Projects for Peace: The Vision of Kathryn W. Davis

"My challenge to you is to bring about a mind-set of preparing for peace, instead of preparing for war."

NATHALIE RENGIFO ALVAREZ | Serving a Community

In Boston, where Nathalie works for the American Civil Liberties Union and attends graduate school, the Brazilian immigrant population is growing quickly. Nathalie points out that the city now hosts the largest population of Brazilians outside of Brazil. She also notes that while immigrants contribute much to the community, few social services are available in Portuguese. More troubling is the lack of trust between the immigrant community and law enforcement.

Nathalie is familiar with this dynamic of mistrust, and she knows it is a prescription for violence. In her native Colombia, corruption exacerbated by the drug trade and ongoing war means that people do not feel protected by police. The relationship between law enforcement and the citizenry is adversarial, and officers of the law sometimes endanger lives instead of protecting them.

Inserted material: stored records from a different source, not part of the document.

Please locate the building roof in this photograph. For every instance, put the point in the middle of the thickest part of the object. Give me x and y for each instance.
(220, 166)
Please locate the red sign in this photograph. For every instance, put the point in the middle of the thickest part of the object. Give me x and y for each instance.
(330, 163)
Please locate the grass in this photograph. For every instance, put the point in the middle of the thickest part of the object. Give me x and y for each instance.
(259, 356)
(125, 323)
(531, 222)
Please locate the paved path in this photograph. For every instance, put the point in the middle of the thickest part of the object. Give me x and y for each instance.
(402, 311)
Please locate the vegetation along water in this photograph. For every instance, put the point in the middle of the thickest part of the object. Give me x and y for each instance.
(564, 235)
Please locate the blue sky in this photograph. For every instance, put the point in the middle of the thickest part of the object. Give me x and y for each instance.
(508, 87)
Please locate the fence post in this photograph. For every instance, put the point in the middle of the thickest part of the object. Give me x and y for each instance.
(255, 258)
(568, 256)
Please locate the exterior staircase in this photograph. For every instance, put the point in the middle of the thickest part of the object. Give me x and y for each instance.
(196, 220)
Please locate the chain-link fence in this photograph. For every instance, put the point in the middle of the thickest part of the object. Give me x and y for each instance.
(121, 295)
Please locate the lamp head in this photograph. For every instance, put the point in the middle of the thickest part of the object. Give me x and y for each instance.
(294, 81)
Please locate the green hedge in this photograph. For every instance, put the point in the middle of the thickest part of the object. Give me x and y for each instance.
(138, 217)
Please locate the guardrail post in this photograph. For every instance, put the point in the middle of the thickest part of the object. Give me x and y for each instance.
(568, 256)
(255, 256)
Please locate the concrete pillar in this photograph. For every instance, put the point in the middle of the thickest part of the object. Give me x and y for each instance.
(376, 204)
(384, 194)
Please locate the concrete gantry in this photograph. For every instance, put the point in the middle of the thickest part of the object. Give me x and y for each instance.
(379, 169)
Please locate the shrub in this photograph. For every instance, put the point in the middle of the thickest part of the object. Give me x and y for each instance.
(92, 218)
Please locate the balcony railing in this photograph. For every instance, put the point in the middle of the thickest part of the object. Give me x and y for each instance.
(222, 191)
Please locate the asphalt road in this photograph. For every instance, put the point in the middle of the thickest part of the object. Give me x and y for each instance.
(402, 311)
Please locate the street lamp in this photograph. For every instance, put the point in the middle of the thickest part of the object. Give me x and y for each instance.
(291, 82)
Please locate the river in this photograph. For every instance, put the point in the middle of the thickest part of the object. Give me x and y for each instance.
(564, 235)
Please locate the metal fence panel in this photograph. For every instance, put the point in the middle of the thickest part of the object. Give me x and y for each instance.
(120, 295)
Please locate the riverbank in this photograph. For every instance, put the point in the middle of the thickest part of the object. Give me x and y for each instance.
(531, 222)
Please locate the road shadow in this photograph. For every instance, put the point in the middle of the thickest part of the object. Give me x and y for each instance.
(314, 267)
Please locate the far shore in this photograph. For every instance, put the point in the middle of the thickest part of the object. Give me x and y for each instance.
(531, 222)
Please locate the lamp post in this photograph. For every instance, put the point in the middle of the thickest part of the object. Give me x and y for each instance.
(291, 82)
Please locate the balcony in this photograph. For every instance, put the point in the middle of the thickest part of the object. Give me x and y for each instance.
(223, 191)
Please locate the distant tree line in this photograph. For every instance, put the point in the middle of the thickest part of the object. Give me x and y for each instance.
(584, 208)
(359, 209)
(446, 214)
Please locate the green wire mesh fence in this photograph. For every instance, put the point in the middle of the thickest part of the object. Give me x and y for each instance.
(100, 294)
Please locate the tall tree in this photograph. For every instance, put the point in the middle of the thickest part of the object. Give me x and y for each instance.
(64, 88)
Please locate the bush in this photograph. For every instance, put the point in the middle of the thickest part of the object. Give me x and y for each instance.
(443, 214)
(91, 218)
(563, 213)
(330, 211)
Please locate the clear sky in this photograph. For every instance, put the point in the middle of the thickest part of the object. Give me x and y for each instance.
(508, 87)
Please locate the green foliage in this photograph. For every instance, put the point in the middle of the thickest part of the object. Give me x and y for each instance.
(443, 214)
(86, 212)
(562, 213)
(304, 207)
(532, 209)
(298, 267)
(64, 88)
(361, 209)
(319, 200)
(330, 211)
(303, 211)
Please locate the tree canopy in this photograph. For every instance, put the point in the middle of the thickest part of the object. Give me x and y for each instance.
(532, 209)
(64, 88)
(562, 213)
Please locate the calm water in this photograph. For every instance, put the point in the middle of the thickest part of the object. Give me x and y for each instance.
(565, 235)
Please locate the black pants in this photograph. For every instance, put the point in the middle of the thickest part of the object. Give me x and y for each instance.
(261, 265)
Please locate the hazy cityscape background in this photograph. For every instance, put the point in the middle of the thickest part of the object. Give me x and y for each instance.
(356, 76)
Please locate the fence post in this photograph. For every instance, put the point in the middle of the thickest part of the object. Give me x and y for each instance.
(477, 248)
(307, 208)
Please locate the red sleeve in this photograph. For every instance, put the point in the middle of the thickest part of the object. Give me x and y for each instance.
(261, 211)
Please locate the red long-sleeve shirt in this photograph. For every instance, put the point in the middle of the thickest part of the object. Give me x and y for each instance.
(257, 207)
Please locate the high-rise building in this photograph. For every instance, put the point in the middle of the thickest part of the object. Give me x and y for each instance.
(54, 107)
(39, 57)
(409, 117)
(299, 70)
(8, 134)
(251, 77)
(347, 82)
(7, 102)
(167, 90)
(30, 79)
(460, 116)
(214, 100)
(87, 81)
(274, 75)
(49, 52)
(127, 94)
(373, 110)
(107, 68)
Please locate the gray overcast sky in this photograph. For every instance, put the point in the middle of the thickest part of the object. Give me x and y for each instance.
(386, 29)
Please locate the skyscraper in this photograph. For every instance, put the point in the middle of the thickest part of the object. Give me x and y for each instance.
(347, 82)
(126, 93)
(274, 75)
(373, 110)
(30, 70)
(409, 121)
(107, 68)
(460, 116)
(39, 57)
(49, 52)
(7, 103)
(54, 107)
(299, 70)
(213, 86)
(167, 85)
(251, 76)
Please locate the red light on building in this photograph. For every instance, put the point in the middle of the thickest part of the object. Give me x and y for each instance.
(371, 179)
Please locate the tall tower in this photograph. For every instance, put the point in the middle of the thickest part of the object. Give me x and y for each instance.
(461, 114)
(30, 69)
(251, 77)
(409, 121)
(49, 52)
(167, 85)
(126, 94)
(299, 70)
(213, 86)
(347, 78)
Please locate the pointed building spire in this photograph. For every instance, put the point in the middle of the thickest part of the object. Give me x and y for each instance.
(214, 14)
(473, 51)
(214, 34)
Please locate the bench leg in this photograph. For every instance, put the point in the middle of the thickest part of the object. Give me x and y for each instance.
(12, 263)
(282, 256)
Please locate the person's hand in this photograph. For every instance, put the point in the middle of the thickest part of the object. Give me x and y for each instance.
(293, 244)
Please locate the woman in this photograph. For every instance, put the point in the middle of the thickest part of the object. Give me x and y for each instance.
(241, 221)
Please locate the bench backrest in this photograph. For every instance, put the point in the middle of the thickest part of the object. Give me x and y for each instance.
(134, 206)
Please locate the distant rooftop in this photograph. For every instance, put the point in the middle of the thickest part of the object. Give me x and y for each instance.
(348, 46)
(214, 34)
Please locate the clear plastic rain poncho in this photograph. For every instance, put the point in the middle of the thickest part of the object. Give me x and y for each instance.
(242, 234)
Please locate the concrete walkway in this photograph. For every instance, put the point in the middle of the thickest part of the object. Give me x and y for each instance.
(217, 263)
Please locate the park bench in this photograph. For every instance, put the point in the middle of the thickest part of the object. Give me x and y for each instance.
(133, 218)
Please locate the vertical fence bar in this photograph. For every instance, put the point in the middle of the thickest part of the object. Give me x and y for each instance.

Nathalie’s parents, also lawyers who are still practicing in Colombia, have received death threats when trying controversial cases that involve perpetrators from the government or military. Their procedure when threatened is to notify the office of the United Nations High Commissioner for Human Rights—and to keep a low profile. More than once, the family has had to move in order to stay safe. This is the reality in which Nathalie was raised. 

Even so, for her, the reward of fighting for social justice will always be worth the risk. In Colombia, she worked with survivors of domestic and sexual violence, as well as women internally displaced by the civil war. She also lobbied for women’s rights in public policy at the United Nations Population Fund. When she first arrived in the U.S., in an internship at Human Rights Watch, she investigated human rights violations affecting Central American immigrant women in Mexico. 

Nathalie will soon earn a dual master’s degree from Brandeis University in sustainable international development and coexistence and conflict. And for the past two years, she has worked for the ACLU on issues concerning the immigrant community. Despite the considerable Portuguese-speaking population in Boston, only one of her colleagues at the office speaks the language. Proficiency gained over the course of one summer in the Middlebury Portuguese School is allowing Nathalie to serve the community on a whole new level. 

With Spanish as her native language, she was able to learn at an accelerated pace. She can now understand almost everything she reads and hears in Portuguese, and she speaks at an intermediate level. Every day her Middlebury experience augments her professional life. At the ACLU she works on getting legislation passed that will foster better relations with police among the immigrant community. When community members are not afraid to report crimes to the police, everyone benefits.